LONDON (AA) – Scotland’s offshore oil revenues collapsed by 97 percent in 2015/16, prompting opposition lawmakers to question the devolved government’s recent calls for independence from the U.K.
Government figures released on Wednesday revealed revenues from North Sea oil facilities plummeted from £1.8 billion ($2.4 billion) to just £60 million ($79.5 million), creating a deficit amounting to nearly one-tenth of Scotland’s GDP.
The pro-independence Scottish National Party (SNP) had argued before the country’s 2014 independence referendum that oil revenues from the North Sea would be a solid guarantee of the country’s economic future.
First Minister Nicola Sturgeon insisted the Scottish economy’s foundations “remain strong”.

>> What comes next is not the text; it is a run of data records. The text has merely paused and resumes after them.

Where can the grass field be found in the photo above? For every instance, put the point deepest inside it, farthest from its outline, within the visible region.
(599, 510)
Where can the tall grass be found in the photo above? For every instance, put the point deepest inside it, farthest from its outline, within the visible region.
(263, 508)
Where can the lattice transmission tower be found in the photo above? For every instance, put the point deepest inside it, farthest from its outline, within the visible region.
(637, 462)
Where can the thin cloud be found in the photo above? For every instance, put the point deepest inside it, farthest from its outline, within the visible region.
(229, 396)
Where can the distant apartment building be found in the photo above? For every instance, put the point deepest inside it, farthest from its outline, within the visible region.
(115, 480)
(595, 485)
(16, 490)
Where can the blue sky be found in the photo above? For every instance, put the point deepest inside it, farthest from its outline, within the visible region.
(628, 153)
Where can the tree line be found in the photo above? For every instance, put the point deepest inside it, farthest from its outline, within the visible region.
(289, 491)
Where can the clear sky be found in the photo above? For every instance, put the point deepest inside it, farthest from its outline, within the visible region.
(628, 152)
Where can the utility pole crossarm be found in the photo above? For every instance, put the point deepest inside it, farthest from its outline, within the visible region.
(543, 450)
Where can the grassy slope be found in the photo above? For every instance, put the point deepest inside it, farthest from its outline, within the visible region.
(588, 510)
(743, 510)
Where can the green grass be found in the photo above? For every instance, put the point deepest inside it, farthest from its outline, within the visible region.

“The lower oil price has, of course, reduced offshore revenues, with a corresponding impact on our fiscal position -- this underlines the fact that Scotland's challenge is to continue to grow our onshore economy,” Sturgeon said, according to the Daily Mail newspaper.
“However, Scotland's long-term economic success is now being directly threatened by the likely impact of Brexit.”

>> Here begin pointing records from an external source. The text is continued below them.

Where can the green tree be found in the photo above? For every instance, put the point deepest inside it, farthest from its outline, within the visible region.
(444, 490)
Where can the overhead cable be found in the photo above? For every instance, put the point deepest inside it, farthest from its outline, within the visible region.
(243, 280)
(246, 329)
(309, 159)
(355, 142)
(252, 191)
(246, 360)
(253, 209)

Sturgeon has said the U.K.’s vote for Brexit – rejected by Scotland, which voted to stay inside the EU – could trigger a second independence campaign.
But opposition Labour leader Kezia Dugdale said the figures should “act as a reality check for those calling for another independence referendum”.

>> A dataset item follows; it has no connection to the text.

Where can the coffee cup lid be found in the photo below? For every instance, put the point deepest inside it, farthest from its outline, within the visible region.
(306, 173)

Before the 2014 referendum, the SNP had estimated production in Scottish waters would generate £48 billion [$63.6] in tax revenues between 2012 and 2018, based on an average price of $113 per barrel of oil.
The price of oil has dropped dramatically since then. Brent crude was trading at $97.70 a barrel the day after the referendum on Sep. 19 2014.
This week it was hovering around the $49 mark, having reached lows of $27 a barrel at the beginning of 2016.